The Bohemian politicians hope and wish that Turkey will be wiped off the map. England is a greater Mohammedan power than Turkey. Russia nearly so: their agreement guarantees the future solution of the religious and political problems of the Mohammedan world. The Slavs are interested in this solution, for there are a good many Serbian and Bulgarian Mohammedans.
The Bohemian politicians set great value on the agreement of Russia and England, as they must fear that Bismarck's old policy of conciliating Russia will be revived by the war. It is not difficult to detect in many utterances of prominent German publicists and statesmen (among others of Hindenburg himself) a hidden appeal to Russia. The German designs in Asia at once suggest the immense significance of Russia as an Asiatic Continental Power. If the Germans also appeal to English Parliamentarism and Liberalism, the Bohemian politicians know that the Germans are blind
adherents of the Prussian constitutional theory, which Treitschke formulated in the abstract, Bismarck practically, and to which the Kaiser lent sacrilegious expression, proclaiming the tool of Bismarck, his grandfather, as God's newest revelation.

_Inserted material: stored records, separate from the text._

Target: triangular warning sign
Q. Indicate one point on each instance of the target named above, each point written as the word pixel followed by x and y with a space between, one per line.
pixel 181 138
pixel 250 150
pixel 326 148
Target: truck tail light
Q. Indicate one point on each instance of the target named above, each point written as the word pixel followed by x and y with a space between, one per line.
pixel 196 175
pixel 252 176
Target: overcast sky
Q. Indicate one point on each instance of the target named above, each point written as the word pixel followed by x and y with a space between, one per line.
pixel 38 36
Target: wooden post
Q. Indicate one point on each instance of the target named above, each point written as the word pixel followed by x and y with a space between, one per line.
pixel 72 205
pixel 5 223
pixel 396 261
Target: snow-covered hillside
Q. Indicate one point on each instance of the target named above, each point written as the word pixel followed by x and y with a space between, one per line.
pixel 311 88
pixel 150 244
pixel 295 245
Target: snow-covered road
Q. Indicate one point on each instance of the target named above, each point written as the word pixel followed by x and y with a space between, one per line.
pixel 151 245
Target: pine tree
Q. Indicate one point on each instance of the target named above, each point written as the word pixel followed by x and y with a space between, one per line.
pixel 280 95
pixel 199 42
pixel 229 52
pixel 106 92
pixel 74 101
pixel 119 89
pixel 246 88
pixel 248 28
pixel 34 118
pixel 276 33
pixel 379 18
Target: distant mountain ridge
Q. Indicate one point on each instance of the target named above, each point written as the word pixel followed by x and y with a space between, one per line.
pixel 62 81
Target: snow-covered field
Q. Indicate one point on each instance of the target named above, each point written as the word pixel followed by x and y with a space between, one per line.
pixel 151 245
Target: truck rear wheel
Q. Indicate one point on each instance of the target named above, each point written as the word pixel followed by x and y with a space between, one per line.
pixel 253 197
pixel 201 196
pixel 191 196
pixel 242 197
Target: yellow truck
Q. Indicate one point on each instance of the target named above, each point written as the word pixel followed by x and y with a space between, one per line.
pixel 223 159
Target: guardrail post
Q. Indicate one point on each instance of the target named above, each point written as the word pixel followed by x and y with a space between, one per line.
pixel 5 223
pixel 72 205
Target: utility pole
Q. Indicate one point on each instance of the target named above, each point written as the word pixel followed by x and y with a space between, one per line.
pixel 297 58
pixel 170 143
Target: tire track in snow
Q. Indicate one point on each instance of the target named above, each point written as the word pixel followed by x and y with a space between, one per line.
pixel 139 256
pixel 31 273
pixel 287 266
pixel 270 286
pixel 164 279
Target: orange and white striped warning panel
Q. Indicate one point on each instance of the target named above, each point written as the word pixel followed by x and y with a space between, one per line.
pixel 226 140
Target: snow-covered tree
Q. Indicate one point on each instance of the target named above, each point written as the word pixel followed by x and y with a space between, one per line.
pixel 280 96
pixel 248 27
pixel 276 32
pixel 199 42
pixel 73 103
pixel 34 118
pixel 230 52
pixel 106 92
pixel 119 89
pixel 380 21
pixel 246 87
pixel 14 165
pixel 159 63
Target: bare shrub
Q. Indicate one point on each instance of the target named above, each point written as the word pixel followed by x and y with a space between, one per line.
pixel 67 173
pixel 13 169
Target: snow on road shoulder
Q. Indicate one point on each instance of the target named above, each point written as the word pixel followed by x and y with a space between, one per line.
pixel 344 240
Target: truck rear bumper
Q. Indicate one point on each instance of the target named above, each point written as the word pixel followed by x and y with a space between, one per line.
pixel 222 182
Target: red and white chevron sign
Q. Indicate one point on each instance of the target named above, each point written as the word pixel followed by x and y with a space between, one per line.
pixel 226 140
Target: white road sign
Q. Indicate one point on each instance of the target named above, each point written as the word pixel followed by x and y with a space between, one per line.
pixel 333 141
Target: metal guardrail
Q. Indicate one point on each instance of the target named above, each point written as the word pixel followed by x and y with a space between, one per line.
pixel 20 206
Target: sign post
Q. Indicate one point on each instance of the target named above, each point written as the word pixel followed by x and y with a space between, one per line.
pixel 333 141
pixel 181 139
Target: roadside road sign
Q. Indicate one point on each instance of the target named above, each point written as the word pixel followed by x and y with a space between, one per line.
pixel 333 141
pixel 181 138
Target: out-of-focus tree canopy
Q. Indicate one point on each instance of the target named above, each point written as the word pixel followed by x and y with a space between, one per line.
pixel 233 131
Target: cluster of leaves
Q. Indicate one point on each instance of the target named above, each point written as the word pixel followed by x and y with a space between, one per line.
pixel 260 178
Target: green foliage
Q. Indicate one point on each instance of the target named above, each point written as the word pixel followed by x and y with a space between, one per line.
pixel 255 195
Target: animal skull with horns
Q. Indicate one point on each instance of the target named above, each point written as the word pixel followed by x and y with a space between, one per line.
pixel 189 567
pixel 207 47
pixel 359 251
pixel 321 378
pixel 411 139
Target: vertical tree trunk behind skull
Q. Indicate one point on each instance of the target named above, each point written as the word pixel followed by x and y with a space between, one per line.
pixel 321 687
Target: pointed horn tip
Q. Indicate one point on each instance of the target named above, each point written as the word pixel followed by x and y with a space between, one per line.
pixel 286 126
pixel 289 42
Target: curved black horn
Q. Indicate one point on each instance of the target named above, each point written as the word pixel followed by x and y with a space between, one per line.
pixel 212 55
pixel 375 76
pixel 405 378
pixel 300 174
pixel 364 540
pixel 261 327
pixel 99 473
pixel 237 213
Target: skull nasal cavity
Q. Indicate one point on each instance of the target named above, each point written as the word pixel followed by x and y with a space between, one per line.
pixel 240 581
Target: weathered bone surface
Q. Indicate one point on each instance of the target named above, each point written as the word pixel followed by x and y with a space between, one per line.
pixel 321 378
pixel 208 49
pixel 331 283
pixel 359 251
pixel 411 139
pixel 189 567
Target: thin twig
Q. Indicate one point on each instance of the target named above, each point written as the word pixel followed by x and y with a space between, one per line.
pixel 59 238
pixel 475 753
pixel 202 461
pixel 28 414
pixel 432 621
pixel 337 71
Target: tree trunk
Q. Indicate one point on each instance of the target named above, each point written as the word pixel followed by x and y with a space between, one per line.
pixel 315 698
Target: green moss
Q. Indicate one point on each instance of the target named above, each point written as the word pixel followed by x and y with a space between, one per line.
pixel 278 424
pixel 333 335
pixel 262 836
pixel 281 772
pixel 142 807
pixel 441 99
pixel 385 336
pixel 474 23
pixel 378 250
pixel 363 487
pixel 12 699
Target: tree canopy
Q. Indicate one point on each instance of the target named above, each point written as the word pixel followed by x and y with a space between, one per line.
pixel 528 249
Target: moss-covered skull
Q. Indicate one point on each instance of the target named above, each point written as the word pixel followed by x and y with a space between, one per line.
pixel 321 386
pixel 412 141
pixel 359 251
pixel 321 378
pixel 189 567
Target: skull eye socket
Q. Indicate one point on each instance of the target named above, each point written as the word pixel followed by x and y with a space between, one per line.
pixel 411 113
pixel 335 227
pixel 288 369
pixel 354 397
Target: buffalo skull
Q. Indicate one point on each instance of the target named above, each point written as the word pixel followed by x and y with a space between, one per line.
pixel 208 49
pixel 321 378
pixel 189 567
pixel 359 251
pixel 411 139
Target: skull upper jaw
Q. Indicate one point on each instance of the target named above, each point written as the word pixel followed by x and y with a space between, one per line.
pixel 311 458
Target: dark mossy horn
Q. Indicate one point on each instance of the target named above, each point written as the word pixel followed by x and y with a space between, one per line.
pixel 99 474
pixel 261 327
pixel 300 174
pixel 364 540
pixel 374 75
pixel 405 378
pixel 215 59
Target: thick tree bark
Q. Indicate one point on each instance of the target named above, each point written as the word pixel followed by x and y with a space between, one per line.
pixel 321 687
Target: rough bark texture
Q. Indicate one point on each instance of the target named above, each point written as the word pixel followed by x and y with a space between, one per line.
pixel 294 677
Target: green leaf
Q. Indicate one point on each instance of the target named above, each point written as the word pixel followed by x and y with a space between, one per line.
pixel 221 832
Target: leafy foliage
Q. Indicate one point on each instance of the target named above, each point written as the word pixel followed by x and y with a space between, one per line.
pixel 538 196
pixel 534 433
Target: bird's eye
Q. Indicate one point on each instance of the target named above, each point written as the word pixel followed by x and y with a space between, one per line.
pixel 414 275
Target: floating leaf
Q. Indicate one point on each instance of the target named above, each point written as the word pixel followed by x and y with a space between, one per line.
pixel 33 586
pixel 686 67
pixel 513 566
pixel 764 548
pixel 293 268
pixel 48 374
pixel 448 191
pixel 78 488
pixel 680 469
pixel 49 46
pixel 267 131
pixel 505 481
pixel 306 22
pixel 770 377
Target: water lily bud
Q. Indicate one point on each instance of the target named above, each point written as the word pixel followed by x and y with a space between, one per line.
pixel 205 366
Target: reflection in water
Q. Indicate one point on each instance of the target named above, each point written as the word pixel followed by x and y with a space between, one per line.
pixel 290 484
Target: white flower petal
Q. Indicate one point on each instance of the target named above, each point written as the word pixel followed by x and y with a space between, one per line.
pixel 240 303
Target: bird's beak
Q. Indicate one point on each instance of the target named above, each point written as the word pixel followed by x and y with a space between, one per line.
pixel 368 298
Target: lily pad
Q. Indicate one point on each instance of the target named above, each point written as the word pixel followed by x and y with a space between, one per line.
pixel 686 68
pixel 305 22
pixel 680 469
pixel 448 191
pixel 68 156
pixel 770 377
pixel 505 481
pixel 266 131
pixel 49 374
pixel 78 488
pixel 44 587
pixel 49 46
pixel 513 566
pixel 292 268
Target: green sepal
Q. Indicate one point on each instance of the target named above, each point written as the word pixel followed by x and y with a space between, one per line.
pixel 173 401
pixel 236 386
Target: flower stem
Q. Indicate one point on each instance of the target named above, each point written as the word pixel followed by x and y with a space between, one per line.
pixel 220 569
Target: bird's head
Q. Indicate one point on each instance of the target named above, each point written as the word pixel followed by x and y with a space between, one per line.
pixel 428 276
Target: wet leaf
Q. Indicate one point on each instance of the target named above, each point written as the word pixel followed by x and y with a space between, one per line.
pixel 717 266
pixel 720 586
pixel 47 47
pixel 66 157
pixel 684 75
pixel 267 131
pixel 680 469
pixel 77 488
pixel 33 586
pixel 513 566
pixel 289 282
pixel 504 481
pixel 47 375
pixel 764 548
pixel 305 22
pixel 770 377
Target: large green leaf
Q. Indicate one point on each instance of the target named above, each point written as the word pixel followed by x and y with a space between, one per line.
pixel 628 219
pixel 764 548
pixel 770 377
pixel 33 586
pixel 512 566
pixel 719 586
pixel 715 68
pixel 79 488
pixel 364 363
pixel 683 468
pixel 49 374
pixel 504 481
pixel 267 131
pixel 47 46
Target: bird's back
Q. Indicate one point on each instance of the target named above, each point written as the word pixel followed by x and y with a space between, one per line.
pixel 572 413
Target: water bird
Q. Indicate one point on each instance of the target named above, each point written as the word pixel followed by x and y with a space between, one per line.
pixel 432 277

Bohemia is projected as a monarchical State; a Bohemian Republic is only advocated by a few Radical politicians.
The dynasty could be established in one of two ways. Either the Allies could give one of their princes, or there could be a personal union between Serbia and Bohemia, if the Serbo-Bohemian corridor could be formed.
The Bohemian people, that must be emphasised once more, are thoroughly Russophile. A Russian dynasty, in whatever form, would be most popular. At any rate, the Bohemian politicians wish the establishment of the kingdom of Bohemia in full accordance with Russia. Russia's wishes and plans will be of determinating influence.
The Bohemian politicians, knowing the difficult task of reconstituting Bohemia, do not shrink from the responsibility of the work to be done. If they wish complete independence, it is because they wish to use all the political forces of the nation to build a strong State. Not only Russia, but her Allies also, will be best served by strong Slav states and nations, and this aim will best be attained if these nations will bear the full responsibility of their policy.
Bohemia will, of course, be constitutional and democratic--as befits the nation of Hus, Chelcicky and Comenius, the nation which was the first to break the mediaeval theocracy, and which by its reformation and fight for spiritual liberty prepared the modern development of Europe. It is this great service Bohemia has rendered to Europe and to mankind which gives her the
right to claim her independence, and to have her seat and vote in the areopagus of free nations. The regeneration of Europe will be attained not only by foreign policy, it must be chiefly attained by the active furtherance of liberty and progress in the inner life of the European nations. For this task the Allies can fully rely on the Bohemian nation.
The presupposition of the Bohemian programme is the restriction of Germany and her defeat in this war. This defeat must be twofold. First, it is the direct victory of the Allies over Germany; second, the lasting defeat of Germany will be the defeat of Austria-Hungary and the dismemberment of this artificial State. Every weakening of Austria is a weakening of Germany; Bismarck's plan of squeezing the Austrian lemon will be at an end.
To-day Germany disposes of the 50 millions of Austria's population; but after the non-German and non-Magyar nations have been freed, only 10 millions of these will be left--always assuming that German Austria remained on good terms with Germany, or even became incorporated.
Liberated Bohemia certainly will act in accordance with the Entente, and will always be a loyal ally to them; now Bohemia wishes and hopes that her Russian brethren will soon succeed in occupying the Bohemian and Slovak districts. This would be the best solution not merely of the Bohemian, but also of the Austrian, German, and other questions at issue.